Perhaps some dumbing down is needed for readers of The New Yorker but surely it isn't hard to describe originalism accurately. Originalism's proponents on the Court (and in the academy) don't seek to "identify the original intent of the framers" because (a) their focus is on original public meaning not intent and (b) the framers' views/intent are not decisive in determining that meaning. Moreover, it takes a remarkable obtuseness to conclude that originalists believe eighteenth-century meaning can "resolve any modern controversy." Just the opposite: originalists often say that the Constitution is entirely silent on an issue presented--abortion, say--and resolution of it must therefore be left to the political process.

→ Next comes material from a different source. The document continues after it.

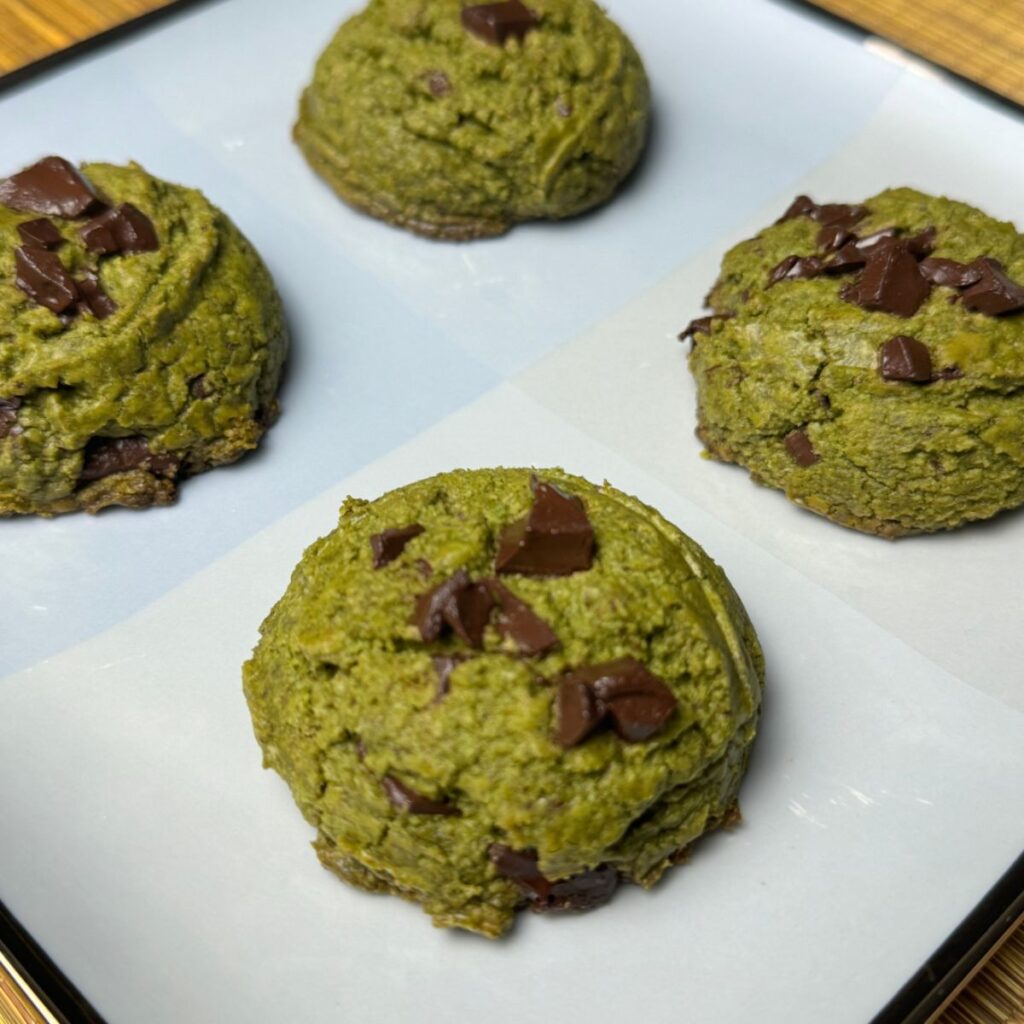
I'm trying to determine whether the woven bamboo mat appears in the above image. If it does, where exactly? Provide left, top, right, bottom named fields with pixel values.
left=0, top=1, right=1022, bottom=1022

(An aside: I agree with Professor Mazzone regarding Toobin's description of originalism, but it's a minor point in what seemed an otherwise reasonable column about the role of political movements in shaping Supreme Court doctrines and outcomes.)
UPDATE: Brad DeLong has a brief comment: The fact that "originalists" are now embarrassed by the phrase "original intent" doesn't mean the rest of us have to pretend. Pejman Yousefzadeh replies at length to DeLong: The fact that Brad DeLong doesn't understand conservative jurisprudence doesn't mean that the rest of us have to pretend.